We note that our munge function will produce slightly different results, generally with less SNPs, then the munge function from the original LDSC package. This is because in addition to checking whether or not the A1 allele matches A1/A2 in the ref file, our munge function also checks whether A2 matches A1/A2 in the ref file. In addition, our munge function removes SNP with missing MAFs in the summary statistics file. Munge will produce a .log file that should be inspected to examine whether column names are being interpreted correctly by the function.

Step 2: Run multivariable LDSC

The second step is to run multivariable LD-Score regression to obtain the genetic covariance (S) matrix and corresponding sampling covariance matrix (V). This is achieved by running the ldsc function. We note that it would not be appropriate in this case to take output from runs of the original LD score regression to construct by hand the S and V matrix. This is because the sampling covariances that occupy the off-diagonal elements of the V matrix could not be filled in. The ldsc function takes the first 5 necessary arguments and some additional optional arguments:

  1. traits: a vector of file names/paths to files which point to the munged sumstats.

  2. sample.prev: A vector of sample prevalences of length equal to the number of traits. Sample prevalence is calculated as the number of cases over the total number of participants (i.e., cases + controls). Possible range = 0-1. HOWEVER, if you have access to the sum of effective sample sizes then this should be entered for munge in the prior step and sample prevalence should be entered as 0.5. If the trait is continuous, the values should equal NA.

  3. population.prev: A vector of population prevalences. These estimates can be obtained from a number of sources, such as large scale epidemiological studies. Possible range = 0-1. Again, if the trait is continuous the values should equal NA.

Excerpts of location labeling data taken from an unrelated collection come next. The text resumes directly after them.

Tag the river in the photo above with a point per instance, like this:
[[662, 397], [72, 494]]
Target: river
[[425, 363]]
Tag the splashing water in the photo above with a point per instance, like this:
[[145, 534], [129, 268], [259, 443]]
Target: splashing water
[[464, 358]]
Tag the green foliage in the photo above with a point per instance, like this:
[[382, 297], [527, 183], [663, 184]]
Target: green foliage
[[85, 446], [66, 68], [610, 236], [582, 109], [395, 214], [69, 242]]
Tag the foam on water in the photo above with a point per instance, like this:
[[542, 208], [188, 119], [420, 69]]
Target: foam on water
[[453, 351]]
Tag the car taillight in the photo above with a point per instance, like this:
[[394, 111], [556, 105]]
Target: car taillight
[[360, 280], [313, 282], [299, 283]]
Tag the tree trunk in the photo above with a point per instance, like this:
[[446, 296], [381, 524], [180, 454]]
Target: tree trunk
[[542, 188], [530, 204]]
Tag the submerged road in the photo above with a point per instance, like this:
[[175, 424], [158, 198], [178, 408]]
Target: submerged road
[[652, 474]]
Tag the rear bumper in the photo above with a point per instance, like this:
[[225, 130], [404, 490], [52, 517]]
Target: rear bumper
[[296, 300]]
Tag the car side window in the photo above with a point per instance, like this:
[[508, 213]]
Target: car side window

4/5. ld and wld: A folder of LD scores used as the independent variable in LDSC (ld) and LDSC weights (wld). These are typically the same folder, and in the original LD score package is called "eur_w_ld_chr". We use the same LD scores and weights for our application, though the user can supply their own if desired. Weights for the european population used here can be obtained from by downloading the eur_w_ld_chr folder (note that these are the same weights provided by the original developers of LDSC): https://utexas.box.com/s/vkd36n197m8klbaio3yzoxsee6sxo11v If you receive an error when running ldsc of not being able to change your working directory please be sure that you have specified the correct file path to the LD scores. Please note that the LD scores must match the ancestral background of the summary statistics provided (i.e., European summary statistics with European LD scores). It is not currently possible to run LD-score regression with ad-mixed ancestral backgrounds. The following example takes summary statistics for the p-factor and runs multivariable LD score regression.

  1. trait.names: An optional argument specifying the trait names. This allows for model specification using the trait names in later steps, which can be useful for keeping track of results when the number of traits becomes large. If this argument is not specified, the function will automatically name the traits in the general form V1-VX.

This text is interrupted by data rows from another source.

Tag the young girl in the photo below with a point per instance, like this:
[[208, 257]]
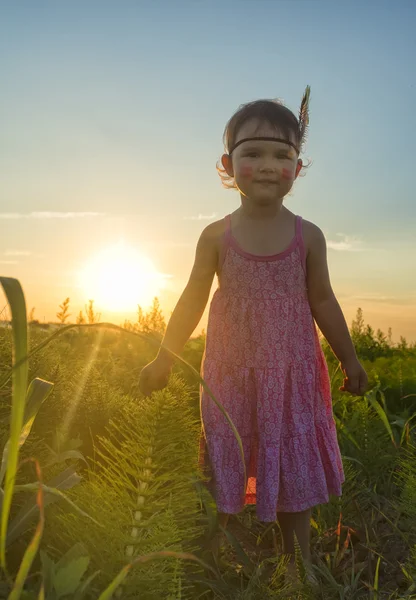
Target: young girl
[[263, 360]]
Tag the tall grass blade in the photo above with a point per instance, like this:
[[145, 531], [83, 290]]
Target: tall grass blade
[[33, 547], [107, 594], [64, 481], [16, 300], [372, 398], [37, 393], [23, 361]]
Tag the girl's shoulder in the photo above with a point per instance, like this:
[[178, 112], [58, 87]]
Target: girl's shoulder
[[313, 236], [214, 232]]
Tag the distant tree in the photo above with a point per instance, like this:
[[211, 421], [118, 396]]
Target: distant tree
[[80, 320], [31, 317], [63, 314], [92, 316], [152, 321], [368, 343]]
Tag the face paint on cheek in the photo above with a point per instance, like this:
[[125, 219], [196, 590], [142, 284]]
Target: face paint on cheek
[[246, 171]]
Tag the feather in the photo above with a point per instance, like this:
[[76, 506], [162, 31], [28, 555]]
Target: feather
[[304, 116]]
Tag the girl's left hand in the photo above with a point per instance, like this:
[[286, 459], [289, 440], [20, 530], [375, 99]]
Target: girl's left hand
[[355, 378]]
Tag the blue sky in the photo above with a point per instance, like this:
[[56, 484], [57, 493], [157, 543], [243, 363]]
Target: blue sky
[[112, 117]]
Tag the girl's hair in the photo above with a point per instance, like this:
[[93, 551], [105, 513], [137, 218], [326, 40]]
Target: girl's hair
[[269, 111]]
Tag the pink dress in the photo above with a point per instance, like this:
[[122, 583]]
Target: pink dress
[[263, 361]]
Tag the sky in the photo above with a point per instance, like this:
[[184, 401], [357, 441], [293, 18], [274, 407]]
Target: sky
[[111, 120]]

  2. chr: An optional argument specifying whether you are modeling genomic data from less than 22 chromosomes (e.g., for non-human populations).

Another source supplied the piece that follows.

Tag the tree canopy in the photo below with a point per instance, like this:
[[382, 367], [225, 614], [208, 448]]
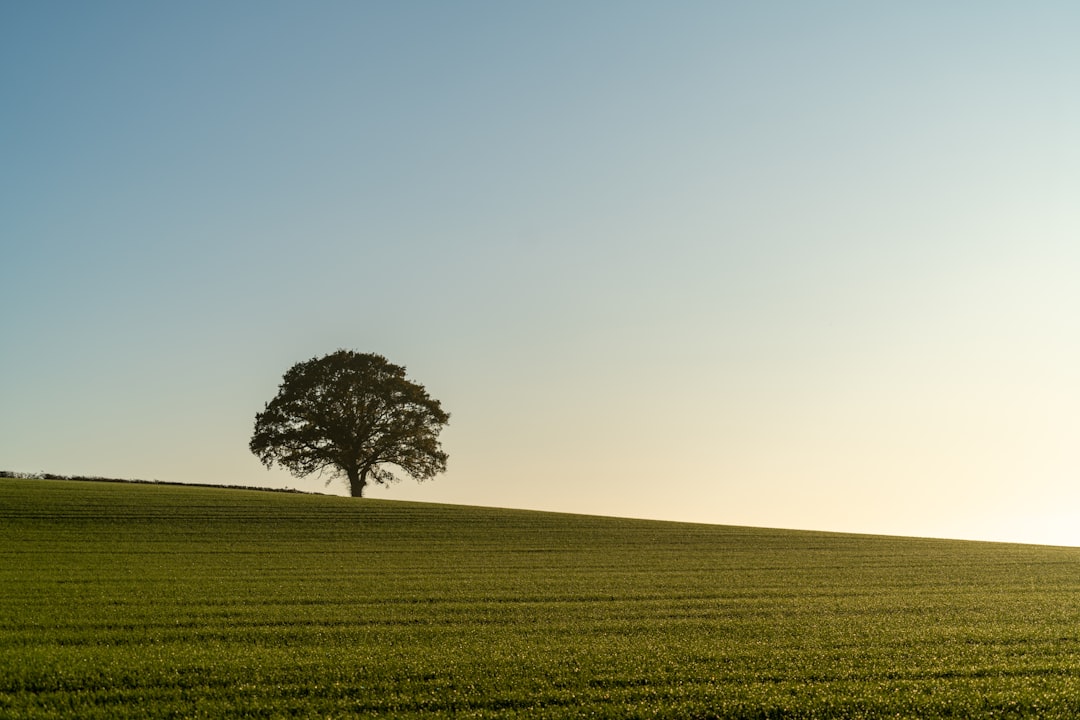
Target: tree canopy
[[354, 415]]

  3. n.blocks: An option arugment specifying whether you want the function to use more than the 200 blocks used to produce the block jackknife standard errors. Note that an update was made on November 2nd, 2021 so that if > 18 traits are analyzed the function will automatically use > 200 blocks in order to produce accurate estimates of model chi-square.

  4. ldsc.log: An optional argument specifying how you want to name the ldsc.log file. The default is to name the log file using the file names of the munged summary statistics.

  5. stand: An optional argument specifying whether you want the ldsc to also output the genetic correlation matrix and its sampling covariance matrix. Default = FALSE.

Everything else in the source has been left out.